Crónica de uma morte anunciada - Gabriel Garcia Marquez

Ângela Vicário, poucas horas depois do seu casamento, é devolvida à família pelo seu recente esposo, supostamente por não ser virgem na noite de núpcias.

Assolada pela vergonha, a família de Ângela pressiona-a no sentido dela dizer quem foi o causador de tal descaramento , acabando por nomear Santiago Nasar como o causador dessa desfloração.

Completamente cegos por vingança, os irmãos de Ângela, pegam em facas de matar porcos e, informando que com eles se cruza no caminho, vão em busca de Santiago para o matarem, o que conseguem de um modo verdadeiramente atroz.

Muitíssimo bem escrito, o que é normal em Garxia Marquez, um dos factos que tornam o livro curioso e sui-generis, é o facto que desde a primeira página, sabermos que Santiago já morreu assassinado pelos irmão Vicário.

A questão aqui centra-se não no porquê desse assassinato, pois e de acordo com a sui-generis e fantástica sociedade rural colombiana parece ser normal tal acontecer, mas a questão central reside precisamente na própria crónica dessa morte que narra as últimas horas da vida de Santiago, principalmente a sua última hora.

Um excelente livro, baseado num acontecimento verídico, que considero ser até o livro ideal para entrar no mundo fantástico de Garcia Marquez. Uma história que narra um acontecimento aparentemente banal, mas é essa aparente banalidade que é fascinante. No entanto parece-me que Garcia Marquez tem o condão de tornar especial tudo o que escreve.

segunda-feira, 19 de maio de 2008

Memória das Minhas Putas Tristes - Gabiel Garcia Marquez


Não sei qual foi a intenção de Garcia Marquez ao escrever este conto, no entanto e longe de ter ido investigar se houve alguma intenção do escritor, não deixarei de tecer algumas considerações sobre este pequeno livro que é algo polémico.

Era uma vez um velho jornalista que, por ocasião dos seus 90 anos, pretende comemorar essa efeméride indo para a cama com uma virgem.

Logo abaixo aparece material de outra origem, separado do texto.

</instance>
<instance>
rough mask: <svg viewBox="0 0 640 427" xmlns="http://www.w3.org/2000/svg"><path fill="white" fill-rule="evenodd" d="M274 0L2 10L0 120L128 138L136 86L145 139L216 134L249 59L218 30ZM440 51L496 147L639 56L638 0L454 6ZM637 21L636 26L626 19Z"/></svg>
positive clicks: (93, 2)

Homem vivido, tendo e até aos 40 anos tantas mulheres que lhe perdeu a conta na 5ª centena, mulheres a que sempre pagou para ter sexo, este homem pretende provar a si mesmo que, mesmo com esta idade, ainda aí está para as curvas, embora o seu aspecto não engane a idade que tem.

Contactando uma velha amiga dona de um bordel que ele muito frequentou, ele solicita uma virgem para essa noite de modo a satisfazer-lhe esse capricho. Curiosa a resposta dela: ”ai, meu sábio triste, desapareces vinte anos e só voltas para pedir impossíveis.”, a veia irónica de Marquez.

No entanto essa velha amiga lá lhe consegue arranjar uma jovem de 14 anos, combinando a hora e por onde ele deveria entrar sem ser visto no bordel.

Aí chegado, muito nervoso, depara-se com uma criança nua a dormir. Deita-se, também nu, junto da rapariga e acaba por adormecer.

A partir dessa noite uma estranha relação se inicia entre o personagem narrador e essa menina a quem ele chama de Delgadina, pois os encontros sucedem-se, mas nunca acontece nada. Ela está sempre a dormir e ele limita-se a acariciá-la e a adormecer ao pé dela. No entanto este estranho cenário tem o condão de fazer crescer nele afecto. Afecto que ele nunca sentiu por nenhuma mulher, limitava-se sempre a encontros sexuais. Neste caso, e com 90 anos, acaba por descobrir o amor.

Penso que Garcia Marquez tenta abordar duas questões:

A sensibilidade e sexualidade na velhice e, e isso foi o que me pareceu, uma outra perspectiva sobre a sexualidade na infância, ou se quisermos, uma perspectiva sobre o amadurecimento humano, até aonde vai a criança e onde começa o adulto. Atenção, pareceu-me. Penso mesmo que Marquez aflora a temática pedofília, no entanto e como eles nunca têm relações sexuais, não poderei afirmar que essa tenha sido a intenção dele. Assim, que sentido faz os dois principais personagens terem 90 anos e 14? Saliento que para além nunca haver nada entre eles, Delgadina encontra-se sempre em estado adormecido, ele apenas afaga, no entanto e perto do fim, é claro que o amor é reciproco.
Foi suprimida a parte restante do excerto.